Em uma manhã que cheira a tinta fresca e possibilidades, foi inaugurado o projeto Trame di Futuro, iniciativa de Saipem para a requalificação do subpasso ciclo‑pedonal da estação Milano‑Rogoredo, no lado de Santa Giulia. Não é apenas uma pintura nas paredes: é uma intervenção que costura identidade, uso e pertencimento, como uma trama que reaprende a respirar com a cidade.
O subpasso — um dos acessos principais à estação ferroviária e à metropolitana — ganhou nova vida graças à colaboração entre a empresa, o coletivo artístico Orticanoodles, e o Istituto Albe & Lica Steiner, com o patrocínio do Municipio 4 do Comune di Milano. A iniciativa faz parte do Piano Annuale delle Iniziative per le Comunità Locali 2025 de Saipem, e tem como norte criar um espaço mais acolhedor e com forte identificação local.

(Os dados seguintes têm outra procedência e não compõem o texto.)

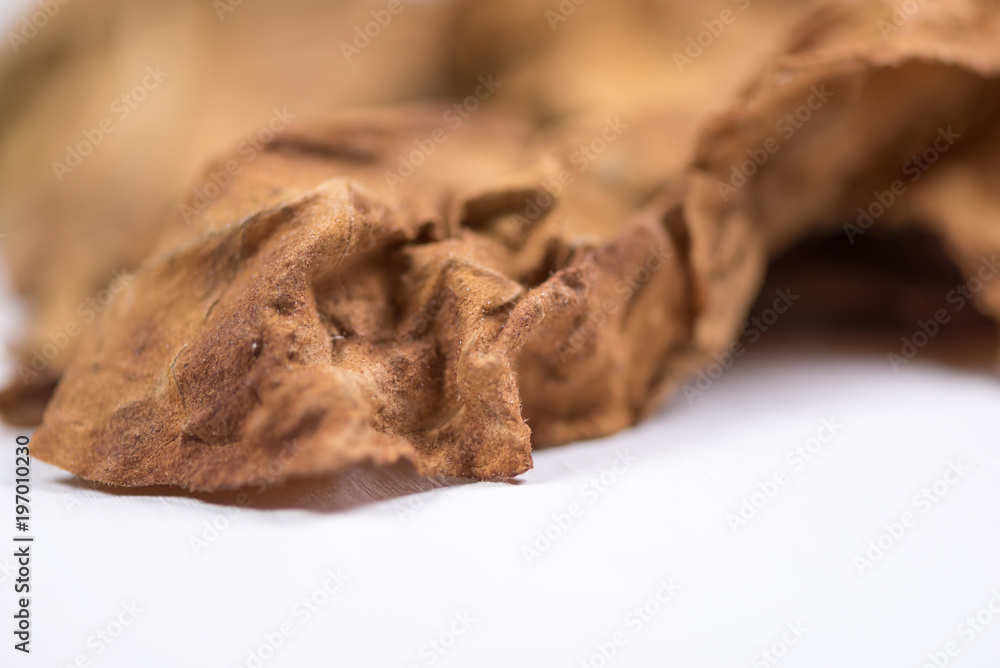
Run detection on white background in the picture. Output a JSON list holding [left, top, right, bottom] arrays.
[[2, 1, 1000, 667]]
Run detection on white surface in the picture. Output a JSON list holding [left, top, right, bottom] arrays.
[[2, 1, 1000, 667], [1, 342, 999, 668]]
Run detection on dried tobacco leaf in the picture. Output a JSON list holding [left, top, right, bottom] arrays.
[[0, 0, 822, 424], [445, 0, 825, 124], [22, 0, 1000, 492], [689, 0, 1000, 327], [0, 0, 454, 423], [32, 107, 748, 490]]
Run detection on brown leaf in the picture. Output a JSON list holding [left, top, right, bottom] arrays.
[[33, 107, 736, 490]]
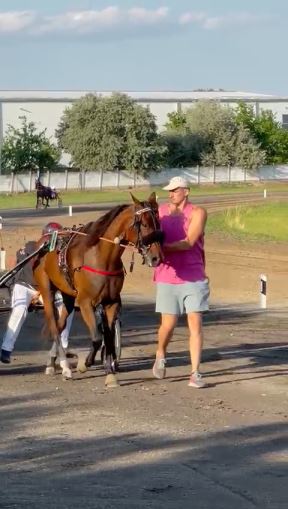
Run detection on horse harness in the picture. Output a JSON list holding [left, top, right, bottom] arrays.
[[43, 203, 161, 285]]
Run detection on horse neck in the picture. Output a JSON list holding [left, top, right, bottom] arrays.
[[96, 208, 133, 267], [104, 207, 133, 244]]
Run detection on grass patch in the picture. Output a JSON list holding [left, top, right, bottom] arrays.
[[207, 202, 288, 241], [0, 181, 287, 209]]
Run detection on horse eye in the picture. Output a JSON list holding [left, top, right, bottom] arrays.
[[142, 223, 149, 229]]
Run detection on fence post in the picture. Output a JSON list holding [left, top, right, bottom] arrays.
[[213, 164, 216, 184], [197, 165, 200, 185], [11, 172, 15, 193], [0, 248, 6, 270], [117, 168, 120, 188], [99, 169, 103, 191], [228, 165, 231, 184]]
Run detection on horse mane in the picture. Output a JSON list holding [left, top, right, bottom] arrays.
[[83, 204, 130, 246]]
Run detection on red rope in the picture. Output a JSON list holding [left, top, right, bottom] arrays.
[[81, 265, 124, 276]]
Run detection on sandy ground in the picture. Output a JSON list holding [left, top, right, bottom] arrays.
[[0, 207, 288, 508]]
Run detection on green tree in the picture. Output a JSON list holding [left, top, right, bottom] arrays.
[[235, 102, 288, 164], [56, 93, 166, 174], [163, 101, 265, 169], [162, 132, 205, 167], [1, 116, 60, 174], [165, 111, 187, 132]]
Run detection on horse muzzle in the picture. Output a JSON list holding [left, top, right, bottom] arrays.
[[140, 244, 163, 267]]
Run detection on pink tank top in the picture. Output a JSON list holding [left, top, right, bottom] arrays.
[[154, 202, 206, 284]]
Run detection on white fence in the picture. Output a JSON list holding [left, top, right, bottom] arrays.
[[0, 165, 288, 193]]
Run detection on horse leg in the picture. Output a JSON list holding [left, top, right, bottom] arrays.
[[45, 340, 57, 376], [55, 292, 75, 378], [58, 340, 72, 380], [56, 293, 75, 346], [35, 271, 72, 380], [77, 298, 102, 373], [103, 303, 120, 388], [36, 193, 41, 209]]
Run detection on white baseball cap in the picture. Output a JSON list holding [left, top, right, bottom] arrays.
[[162, 176, 190, 191]]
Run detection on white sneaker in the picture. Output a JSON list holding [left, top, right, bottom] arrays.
[[153, 358, 166, 379], [188, 371, 207, 389]]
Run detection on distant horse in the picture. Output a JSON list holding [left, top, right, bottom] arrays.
[[33, 192, 163, 387], [35, 179, 62, 208]]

O trabalho dos artistas percorre cerca de 85 metros ao longo de duas paredes principais do subpasso. Uma parede foi pintada em italiano e a outra em inglês, uma escolha inclusiva que abre a obra tanto à comunidade do bairro quanto aos visitantes internacionais — uma espécie de mapa emocional que guia quem passa por ali. Ambas as superfícies desenham o mesmo roteiro visual: uma viagem que parte das pessoas, do seu engenho criativo, rumo a um futuro sustentável, marcada por paradas de uma metropolitana imaginária.
O elemento comunitário é pedra angular do projeto. Estudantes do Istituto Albe & Lica Steiner, orientados pela socióloga Francesca Chialà e por técnicos da Saipem, participaram de oficinas dentro do programa do Ministério da Educação para formação escola‑trabalho. Eles ajudaram a definir as estações da linha imaginária, trazendo ao mural olhares juvenis que enriquecem o diálogo entre escola, território e arte pública. O resultado exibe cores quentes e ritmos dinâmicos, assinados pelo coletivo Orticanoodles, que traduziu essa energia em formas que convidam à contemplação e ao uso.
Nas palavras de Massimiliano Branchi, Chief People, HSEQ and Sustainability Officer da Saipem, “com este projeto reafirmamos o compromisso em criar valor nos territórios onde operamos, promovendo inclusão social, sustentabilidade e regeneração urbana. A cooperação entre instituições, artistas, estudantes e comunidade é a maneira mais concreta de fortalecer laços e deixar um sinal duradouro.”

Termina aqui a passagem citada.